Linc nodded. “For a Lakota, it shows more courage than killing to deliberately risk yourself while dishonoring your enemy. Winkte or not, Goose became a warrior today.” He looked around with his good eye. “Where’d the soldier go? Was he one of Pollack’s troopers?”

I looked at him. “Soldier?”

“As I came down the slope I caught a glimpse of him heading away through the trees,” he said. “Blue Federal coat with brass buttons.…”

Cait and I looked at each other.

 TWENTY-EIGHT 

“I felt him leaving,” Cait said. She sat in her kitchen doorway, shelling peas, while I stirred laundry starch into water in a kettle on the stove. The starch was intended for bedskirts she had just washed. “I
felt
it, as sure as I’ve ever felt anything.”

“When?” I asked. The subject of Colm had come up a lot between us in recent days.

“As soon as I knew they were all dead and Tim was safe,” she said. “Only then did I realize how strongly he had been within me, Samuel, and for so long!”

I was about to reply when Tim pushed through the partition to his room, rubbing his eyes sleepily. He’d gotten most of his weight back in the month since we’d returned to O’Neill City. But he was still pretty withdrawn, and he spent a lot of time sleeping.

“Too late to go fishin’?” he mumbled.

I caught Cait’s encouraging glance. Beyond the beatings and other privations he’d suffered, Tim had encountered the existence of evil in this world. He wouldn’t again be the same innocent boy, but he was slowly coming out of a protective shell. We hadn’t yet tried baseball or sparring, but contemplating the eddies of the Elkhorn and watching our lines bobs in the clear water seemed therapeutic enough for now. We went out together nearly every day.

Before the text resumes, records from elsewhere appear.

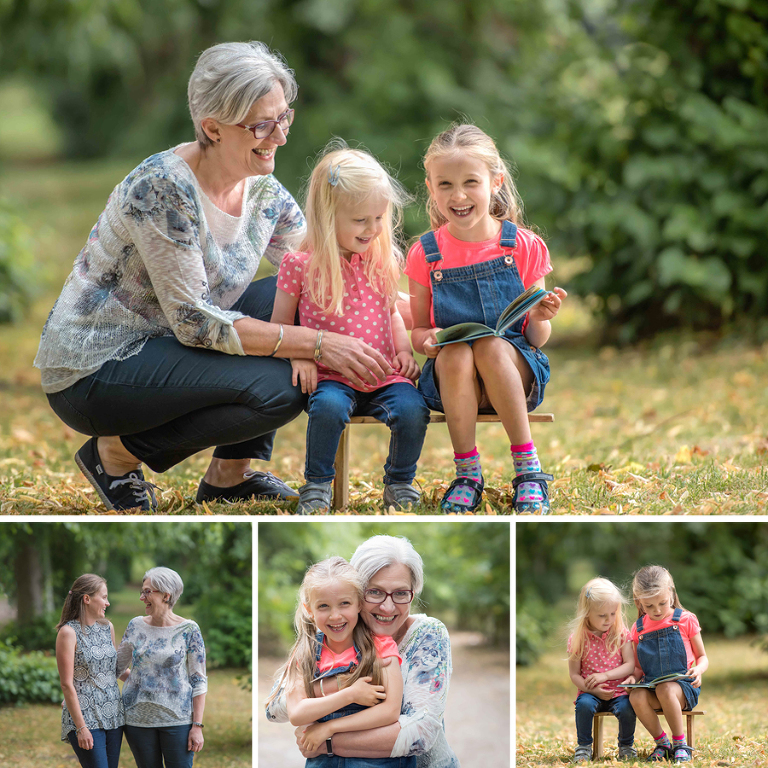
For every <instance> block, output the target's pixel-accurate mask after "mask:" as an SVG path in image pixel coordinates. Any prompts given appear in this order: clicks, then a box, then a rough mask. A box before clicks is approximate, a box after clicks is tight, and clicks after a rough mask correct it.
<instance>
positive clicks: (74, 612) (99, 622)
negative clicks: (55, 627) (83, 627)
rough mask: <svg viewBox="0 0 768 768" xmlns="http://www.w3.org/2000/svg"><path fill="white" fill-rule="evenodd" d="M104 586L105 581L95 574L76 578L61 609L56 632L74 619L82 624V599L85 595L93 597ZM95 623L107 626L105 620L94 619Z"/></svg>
mask: <svg viewBox="0 0 768 768" xmlns="http://www.w3.org/2000/svg"><path fill="white" fill-rule="evenodd" d="M106 586H107V581H106V579H103V578H102V577H101V576H97V575H96V574H95V573H84V574H83V575H82V576H78V577H77V578H76V579H75V582H74V584H72V588H71V589H70V590H69V594H68V595H67V597H66V599H65V600H64V607H63V608H62V609H61V621H59V623H58V624H57V625H56V631H58V630H60V629H61V628H62V627H63V626H64V625H65V624H66V623H67V622H68V621H74V620H75V619H77V621H79V622H80V623H81V624H82V623H83V616H84V615H85V603H84V601H83V598H84V597H85V596H86V595H88V596H89V597H93V596H94V595H95V594H96V593H97V592H98V591H99V590H100V589H101V588H102V587H106ZM96 621H97V623H98V624H109V621H107V619H96Z"/></svg>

“Got to get ourselves spiffed up for the big shindig tonight,” I told him. “But maybe we could sneak in an hour’s worth.”

The colony was about to celebrate a number of things, not least of which was our safe return. Two days after our showdown in the Hills, troopers had taken us to Fort Kearney, where
Linc and Tim received medical attention—such as there was. With a military escort we’d proceeded safely through Red Cloud’s agency and returned to find things in much the same disorder here as when we’d left.

Part of the reason was that John O’Neill had been stricken with recurring fevers and chest coughs. But now he was on his feet again and seemed to have turned the corner. New settlers had recently arrived, including some from the anthracite fields. Noola had made them feel at home. She was flourishing here, and so was Catriona, who’d been helping Kaija care for Lily. Building was going on everywhere, and stores of food were plentiful for winter. The settlement exuded a new atmosphere of confidence.